You talk about quality of images, e.g. sharp, and I would add to that the roughness of the subject matter, the two combining to pose different problems to solve in finding a solution that keeps projection errors in check when returning a component. I've observed this while feeding my system manmade subject matter, simple planar shapes, versus extremely folded, like a plant. I've observed the sharp/occluded subject matter factor takes longer processing times on both CPU and GPU, which stands to reason. My brain has an easier time forming a map of a box on a floor than a pencil jade plant. If that's true, why in your mind would this not be simple to keep separate in thinking about optimizing a system for RC? I'm thinking of it this way. If say every RC user ran two of the same datasets with your benchmark utility, one featuring a low number of images, containing not optimally sharp pixels of simple subject matter, the other having the converse, and assuming we all had a nice spread of system specs ranging from low end to high along all those lines you describe, I'd expect to see the folks running the low end dataset on the low end systems scoring lower than those running the same dataset on high end systems, but that spread being X. I'd then expect that spread to be far greater in the case of folks running the high end dataset on low end systems compared to the high end systems. Yes?

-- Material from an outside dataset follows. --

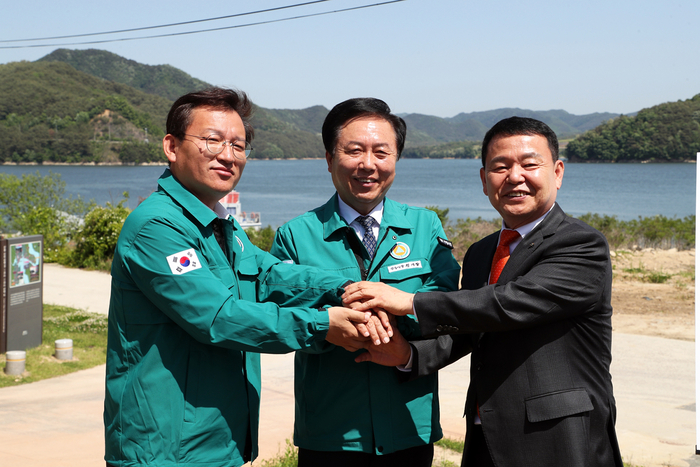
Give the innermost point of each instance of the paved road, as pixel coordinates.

I realize with so many variables in the imagery and the system specs that those final numbers in RC's reporting will be all over the map, but I'm eager to preclude a forest for the trees situation. If as a starting point we can know that the above statement holds true (up to that finer point about diminishing returns for core count), where would you place the monkey wrench in that understanding? So far I'm hearing, high end datasets benefit from many cores, but not so many that you lose speed. High end data sets benefit from strongest Cuda cores in GPU, video RAM is nice but not essential, and more than one GPU quickly goes into diminishing returns. High end datasets love fast SSDs and lots of system RAM, speed of RAM doesn't make much of a difference.
I so value whatever monkey wrenches you bring, but I also lack understanding about what to look for in a motherboard, power supply, thermal regulation, the rest of the system. At this stage I'm only able to ensure it's the right socket type for CPU, am oblivious to much of it. Big thanks for all you do!